I have to go home and sort through nut orders for my daisies, then continue with my packing so we will be at least sort of somewhat ready to move on Thursday. I have begrudgingly accepted the fact that we probably won't be able to stay at the new house Thursday night, just due to the sheer volume of crap that we own that needs to be gone through and sorted, but I cannot wait. I am so ready. I have been ready for the last two and a half years.

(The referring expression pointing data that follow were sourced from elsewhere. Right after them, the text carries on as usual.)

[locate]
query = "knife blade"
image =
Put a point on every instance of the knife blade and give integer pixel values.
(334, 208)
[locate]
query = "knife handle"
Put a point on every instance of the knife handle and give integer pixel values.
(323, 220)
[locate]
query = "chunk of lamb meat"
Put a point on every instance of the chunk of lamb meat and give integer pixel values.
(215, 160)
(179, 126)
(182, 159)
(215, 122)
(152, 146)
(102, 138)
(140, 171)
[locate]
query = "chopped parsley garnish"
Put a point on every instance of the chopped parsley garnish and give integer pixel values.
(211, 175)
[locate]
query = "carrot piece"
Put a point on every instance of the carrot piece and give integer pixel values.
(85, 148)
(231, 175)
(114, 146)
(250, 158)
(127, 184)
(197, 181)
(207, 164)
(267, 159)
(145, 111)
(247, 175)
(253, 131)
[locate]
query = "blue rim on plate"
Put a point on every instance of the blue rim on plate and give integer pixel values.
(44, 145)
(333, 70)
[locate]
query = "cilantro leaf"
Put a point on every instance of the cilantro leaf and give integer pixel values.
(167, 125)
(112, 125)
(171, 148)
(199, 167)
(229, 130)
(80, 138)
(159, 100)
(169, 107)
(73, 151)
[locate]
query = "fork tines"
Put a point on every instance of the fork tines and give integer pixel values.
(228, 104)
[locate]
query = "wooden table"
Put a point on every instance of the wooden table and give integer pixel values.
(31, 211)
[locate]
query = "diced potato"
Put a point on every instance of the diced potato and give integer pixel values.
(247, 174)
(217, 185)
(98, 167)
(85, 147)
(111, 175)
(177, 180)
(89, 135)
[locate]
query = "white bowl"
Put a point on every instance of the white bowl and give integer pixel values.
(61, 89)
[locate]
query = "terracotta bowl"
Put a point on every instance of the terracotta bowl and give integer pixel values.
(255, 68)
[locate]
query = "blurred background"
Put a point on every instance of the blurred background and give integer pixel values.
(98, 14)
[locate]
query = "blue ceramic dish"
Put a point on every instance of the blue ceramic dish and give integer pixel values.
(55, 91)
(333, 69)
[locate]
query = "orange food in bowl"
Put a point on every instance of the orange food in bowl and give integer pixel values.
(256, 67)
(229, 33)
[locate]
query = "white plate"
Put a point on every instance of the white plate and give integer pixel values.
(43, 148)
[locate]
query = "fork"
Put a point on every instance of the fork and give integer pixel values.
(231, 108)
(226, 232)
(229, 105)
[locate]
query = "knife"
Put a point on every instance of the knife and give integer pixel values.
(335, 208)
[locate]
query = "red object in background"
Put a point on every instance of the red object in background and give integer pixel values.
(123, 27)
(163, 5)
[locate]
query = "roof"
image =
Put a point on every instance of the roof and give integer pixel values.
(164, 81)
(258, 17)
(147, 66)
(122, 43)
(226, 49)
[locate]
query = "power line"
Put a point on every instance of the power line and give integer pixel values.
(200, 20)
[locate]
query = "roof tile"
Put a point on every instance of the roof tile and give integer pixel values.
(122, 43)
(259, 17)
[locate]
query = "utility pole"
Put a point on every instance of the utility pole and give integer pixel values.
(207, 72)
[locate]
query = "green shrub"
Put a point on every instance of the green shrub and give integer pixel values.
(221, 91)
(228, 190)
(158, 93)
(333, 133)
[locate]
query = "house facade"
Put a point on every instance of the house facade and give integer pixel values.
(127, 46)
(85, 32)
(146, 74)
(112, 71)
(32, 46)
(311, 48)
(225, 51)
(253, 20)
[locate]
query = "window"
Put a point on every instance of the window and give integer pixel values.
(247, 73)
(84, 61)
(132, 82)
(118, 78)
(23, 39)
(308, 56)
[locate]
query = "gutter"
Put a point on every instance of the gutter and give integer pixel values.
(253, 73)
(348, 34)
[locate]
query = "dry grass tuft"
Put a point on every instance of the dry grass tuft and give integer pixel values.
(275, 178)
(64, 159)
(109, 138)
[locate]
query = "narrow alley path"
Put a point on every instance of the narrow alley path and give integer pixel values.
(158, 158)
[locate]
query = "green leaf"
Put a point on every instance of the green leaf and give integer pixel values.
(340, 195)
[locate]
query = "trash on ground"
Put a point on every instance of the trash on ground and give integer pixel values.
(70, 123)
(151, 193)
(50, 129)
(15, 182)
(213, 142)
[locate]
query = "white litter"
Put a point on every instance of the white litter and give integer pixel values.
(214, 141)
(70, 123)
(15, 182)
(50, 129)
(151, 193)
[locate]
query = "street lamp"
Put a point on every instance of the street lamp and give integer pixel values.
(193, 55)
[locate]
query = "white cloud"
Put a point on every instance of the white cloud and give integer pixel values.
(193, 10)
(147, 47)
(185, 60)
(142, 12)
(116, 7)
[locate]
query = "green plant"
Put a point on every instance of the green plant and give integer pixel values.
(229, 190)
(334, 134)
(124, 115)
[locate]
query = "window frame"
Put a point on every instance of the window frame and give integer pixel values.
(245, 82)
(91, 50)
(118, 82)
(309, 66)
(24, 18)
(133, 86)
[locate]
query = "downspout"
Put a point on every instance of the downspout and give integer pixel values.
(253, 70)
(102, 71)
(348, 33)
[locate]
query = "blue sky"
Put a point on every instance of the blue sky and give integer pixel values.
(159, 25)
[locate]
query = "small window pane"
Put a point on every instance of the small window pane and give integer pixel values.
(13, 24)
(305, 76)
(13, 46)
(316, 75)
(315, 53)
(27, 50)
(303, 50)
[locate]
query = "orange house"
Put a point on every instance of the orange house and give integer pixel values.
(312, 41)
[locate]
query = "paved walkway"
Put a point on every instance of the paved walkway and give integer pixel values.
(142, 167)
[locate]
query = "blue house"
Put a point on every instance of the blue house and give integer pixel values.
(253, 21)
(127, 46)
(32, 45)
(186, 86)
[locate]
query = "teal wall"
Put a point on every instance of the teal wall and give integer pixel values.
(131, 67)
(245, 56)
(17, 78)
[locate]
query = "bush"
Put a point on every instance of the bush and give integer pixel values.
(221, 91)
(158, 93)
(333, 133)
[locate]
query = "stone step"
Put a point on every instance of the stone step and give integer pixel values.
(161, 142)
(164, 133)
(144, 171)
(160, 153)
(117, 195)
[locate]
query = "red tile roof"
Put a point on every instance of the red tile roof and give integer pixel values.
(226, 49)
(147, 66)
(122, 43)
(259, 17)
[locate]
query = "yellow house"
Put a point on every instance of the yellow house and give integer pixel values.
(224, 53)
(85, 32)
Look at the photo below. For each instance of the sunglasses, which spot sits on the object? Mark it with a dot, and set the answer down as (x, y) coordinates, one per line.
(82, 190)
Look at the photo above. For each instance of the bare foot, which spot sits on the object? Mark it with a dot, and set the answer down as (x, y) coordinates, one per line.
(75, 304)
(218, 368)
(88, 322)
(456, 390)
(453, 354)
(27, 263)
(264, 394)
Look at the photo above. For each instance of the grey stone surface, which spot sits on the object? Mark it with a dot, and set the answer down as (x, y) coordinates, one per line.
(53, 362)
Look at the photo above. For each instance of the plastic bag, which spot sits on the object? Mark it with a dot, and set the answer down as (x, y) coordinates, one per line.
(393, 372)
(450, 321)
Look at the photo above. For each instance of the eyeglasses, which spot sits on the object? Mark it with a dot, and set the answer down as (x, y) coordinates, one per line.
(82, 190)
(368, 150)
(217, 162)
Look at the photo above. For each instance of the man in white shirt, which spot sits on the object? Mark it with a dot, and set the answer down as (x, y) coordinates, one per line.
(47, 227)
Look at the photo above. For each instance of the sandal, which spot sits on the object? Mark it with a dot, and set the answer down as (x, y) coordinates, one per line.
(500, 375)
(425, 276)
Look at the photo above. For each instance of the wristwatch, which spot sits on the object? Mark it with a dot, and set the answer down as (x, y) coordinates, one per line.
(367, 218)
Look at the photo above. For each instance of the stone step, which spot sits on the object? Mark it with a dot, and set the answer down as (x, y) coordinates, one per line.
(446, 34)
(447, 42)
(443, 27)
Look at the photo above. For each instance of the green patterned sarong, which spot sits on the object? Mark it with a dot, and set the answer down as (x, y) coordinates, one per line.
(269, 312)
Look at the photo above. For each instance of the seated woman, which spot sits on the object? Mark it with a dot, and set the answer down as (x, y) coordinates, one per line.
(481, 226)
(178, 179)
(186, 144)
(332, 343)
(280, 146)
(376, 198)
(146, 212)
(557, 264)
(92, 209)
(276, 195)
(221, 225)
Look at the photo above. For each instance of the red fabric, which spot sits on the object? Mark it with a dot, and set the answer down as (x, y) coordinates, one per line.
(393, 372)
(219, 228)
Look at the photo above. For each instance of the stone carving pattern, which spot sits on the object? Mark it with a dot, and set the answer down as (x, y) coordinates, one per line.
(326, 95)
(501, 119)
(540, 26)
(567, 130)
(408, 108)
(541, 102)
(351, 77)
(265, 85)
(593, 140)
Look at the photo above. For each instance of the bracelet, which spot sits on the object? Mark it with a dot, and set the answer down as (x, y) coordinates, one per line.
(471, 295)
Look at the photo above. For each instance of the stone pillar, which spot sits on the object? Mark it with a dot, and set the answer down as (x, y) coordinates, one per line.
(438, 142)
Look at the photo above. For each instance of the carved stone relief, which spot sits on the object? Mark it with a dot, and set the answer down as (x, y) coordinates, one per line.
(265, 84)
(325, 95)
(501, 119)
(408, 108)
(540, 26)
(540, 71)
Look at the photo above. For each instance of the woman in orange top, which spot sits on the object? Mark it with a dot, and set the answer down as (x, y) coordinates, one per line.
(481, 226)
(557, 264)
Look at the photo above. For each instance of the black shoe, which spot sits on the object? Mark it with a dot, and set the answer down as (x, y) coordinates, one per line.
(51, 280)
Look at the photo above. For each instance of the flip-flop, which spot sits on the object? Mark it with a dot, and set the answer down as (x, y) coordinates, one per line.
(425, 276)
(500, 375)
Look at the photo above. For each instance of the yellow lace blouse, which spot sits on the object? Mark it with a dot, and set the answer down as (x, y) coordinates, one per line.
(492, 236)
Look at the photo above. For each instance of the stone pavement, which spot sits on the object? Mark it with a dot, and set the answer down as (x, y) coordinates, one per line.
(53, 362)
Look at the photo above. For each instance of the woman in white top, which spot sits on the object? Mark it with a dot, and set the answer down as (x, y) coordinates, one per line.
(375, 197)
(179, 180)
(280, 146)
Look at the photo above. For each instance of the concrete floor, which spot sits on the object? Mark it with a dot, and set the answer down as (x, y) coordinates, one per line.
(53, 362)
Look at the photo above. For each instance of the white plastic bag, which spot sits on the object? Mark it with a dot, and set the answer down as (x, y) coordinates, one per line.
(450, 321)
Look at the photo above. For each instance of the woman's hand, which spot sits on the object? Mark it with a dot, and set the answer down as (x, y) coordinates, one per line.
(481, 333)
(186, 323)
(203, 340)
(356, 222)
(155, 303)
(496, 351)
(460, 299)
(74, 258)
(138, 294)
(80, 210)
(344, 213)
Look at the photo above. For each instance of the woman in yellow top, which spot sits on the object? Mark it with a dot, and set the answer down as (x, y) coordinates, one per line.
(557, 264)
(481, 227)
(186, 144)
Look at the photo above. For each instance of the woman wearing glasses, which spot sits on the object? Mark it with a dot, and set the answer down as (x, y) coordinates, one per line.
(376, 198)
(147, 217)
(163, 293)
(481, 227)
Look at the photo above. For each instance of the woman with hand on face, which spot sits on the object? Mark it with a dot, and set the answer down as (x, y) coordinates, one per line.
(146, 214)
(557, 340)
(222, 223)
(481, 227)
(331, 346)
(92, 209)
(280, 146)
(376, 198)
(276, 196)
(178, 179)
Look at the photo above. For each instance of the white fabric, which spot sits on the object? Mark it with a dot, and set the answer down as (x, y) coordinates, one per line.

I packed up most of Jacelyn's stuff yesterday. We have the complication of leaving some stuff at Brian's parents and bringing some of it with us. Jacelyn had to go through everything, every single thing - every hot wheel, every pair of socks, even every pair of panties, and seriously think about whether it stays at Maw-Maw's or goes to the new house. We went through her underpants one at a time and she would mull over who-knows-what in her head. "Ummmm... the princess panties can go to the new house, but the My Little Pony ones should stay here. And remember those Spongebob ones? I think I want to bring those insteand of leave them". There was serious consideration involved. She still hasn't decided about the Dora Dollhouse - that has been boxed and unboxed about six times. I guess when you're five that is an agonizing decision - do I bring Candyland, or Chutes and Ladders? I tried to remind her that we will be just down the street, but that matters not to her little five-year old way of thinking. The toys left behind will not be immediately accessible, and that's all she seems to see.
I have my sugar test at the hospital tomorrow, and then I have to stop by the council store to pick up some 'Pizza Party' patches for the girls. Then off to Wal-Mart, to pick up the fixins' for english muffin pizzas, then off to scouts, where we will make pizzas and play games for our hour - we've been so busy making stuff for the big cluster meeting last Friday that we haven't had a chance to just have fun, so that is what tomorrow afternoon is all about. Then more packing, and more packing, and Brian's birthday is Wednesday, and then Thursday we move in. I'm tired, and sore, and my back and my hips hurt, and I've had a couple of mean Braxton-Hicks contractions today, but you know? We're moving out, finally, so that's all OK. Until afterwards, when I will be a mess, but that's OK too. Wish us luck!